Johann Strauss
Chef d'orchestre
Mais le roi donna naissance à un prince, et ce prince, Johann, fut l’aîné de cinq enfants : Joseph, Netti, Thérèse, Ferdinand (qui mourut bientôt) et Edouard. Le prince devint bientôt un prétendant. De même qu’Ovide nous dit que tout ce qu’il essayait d’écrire était en vers, le petit Johann ne montrait guère de dispositions que pour la musique ; tout était pour lui lettre close ; le violon aurait seul pu le dérider. Son père ne vit pas d’un bon œil poindre le goût de la musique chez Johann. Avait-il peut d’un concurrent ? Non, il croyait simplement que son fils n’arriverait pas à faire son trou au soleil et végéterait.
Le jeune Strauss était forcé d’obéir à la volonté paternelle ; il fut d’abord employé dans une administration de caisse d’épargne. Ce n’était point là son affaire. Le démon de la musique le tenait et dès que Johann avait quitté son poste, c’était pour travailler le violon ou pour prendre des leçons de violon. Sa mère fut pour lui une aide et une consolation en la circonstance ; ce fut elle qui, tendre et dévouée comme pouvait l’être une mère, trouvait le moyen sur son budget des dépenses journalières de distraire quelque argent pour que son fils pût achever son éducation musicale.
Les premières économies de la mère furent destinées à remplacer le mauvais violon sur lequel Johann jouait par un instrument de choix ; et quand un beau soir Johann devant son père interpréta avec son frère Joseph les danses paternelles, puis joua de la musique de sa composition, ce fut un vrai étonnement pour Johann père, à qui on avait été obligé de faire croire que c’était là un violon d’emprunt, c’était le talent du fils, c’étaient ses trouvailles mélodiques, et là le père ne s’y trompa point. Son fils devenait son rival.
Johann abandonna dès lors le poste peu lucratif, du reste, qu’il occupait dans la journée et il chercha à faire son trou au soleil. Il commença par écrire de la musique religieuse, tint l’orgue dans une chapelle, puis trouva à diriger un petit orchestre. Ce fut là le commencement de sa réputation qui devait arriver bientôt à éclipser celle du père.

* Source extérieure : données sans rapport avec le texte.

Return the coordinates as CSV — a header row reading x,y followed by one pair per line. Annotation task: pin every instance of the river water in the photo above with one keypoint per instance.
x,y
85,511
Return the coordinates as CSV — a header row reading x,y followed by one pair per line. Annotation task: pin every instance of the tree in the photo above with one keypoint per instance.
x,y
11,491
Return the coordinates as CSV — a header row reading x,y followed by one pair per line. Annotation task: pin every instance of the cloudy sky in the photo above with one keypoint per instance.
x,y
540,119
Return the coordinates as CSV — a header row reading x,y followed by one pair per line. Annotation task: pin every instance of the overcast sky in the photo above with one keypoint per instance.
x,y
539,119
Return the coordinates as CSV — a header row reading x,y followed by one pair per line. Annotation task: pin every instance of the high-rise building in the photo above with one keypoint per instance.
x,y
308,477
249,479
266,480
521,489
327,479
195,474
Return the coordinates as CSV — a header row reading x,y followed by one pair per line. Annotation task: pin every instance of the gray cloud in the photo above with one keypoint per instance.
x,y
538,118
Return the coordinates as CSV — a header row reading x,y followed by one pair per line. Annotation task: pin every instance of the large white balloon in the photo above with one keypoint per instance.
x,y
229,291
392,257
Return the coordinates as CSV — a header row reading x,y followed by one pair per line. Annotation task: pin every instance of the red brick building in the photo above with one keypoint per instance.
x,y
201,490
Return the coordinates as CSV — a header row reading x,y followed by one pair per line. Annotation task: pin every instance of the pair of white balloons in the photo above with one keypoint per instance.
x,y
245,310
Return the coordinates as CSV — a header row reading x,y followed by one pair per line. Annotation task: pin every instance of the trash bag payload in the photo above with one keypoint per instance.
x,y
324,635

Chef d’orchestre n’est qu’un vain mot. Nous ne voyons un chef d’orchestre que battant la mesure avec un bâton en main. Johann Strauss, lui, jouait du violon en même temps ; il ne s’interrompait que pour donner la mesure avec son archet. Mais là ne se bornait pas son rôle : il jouait, il dirigeait et il dansait pour ainsi dire en même temps. Sa mimique était tellement expressive qu’un sourd aurait pu deviner sa musique rien qu’à le voir diriger.
Son succès fut étourdissant à Vienne ; et à la mort de son père en 1849, il se trouva tout naturellement placé à la tête de l’orchestre que celui-ci avait dirigé. Il conserva l’archet jusqu’en 1863, époque à laquelle il le céda à ses deux frères Edouard et Joseph.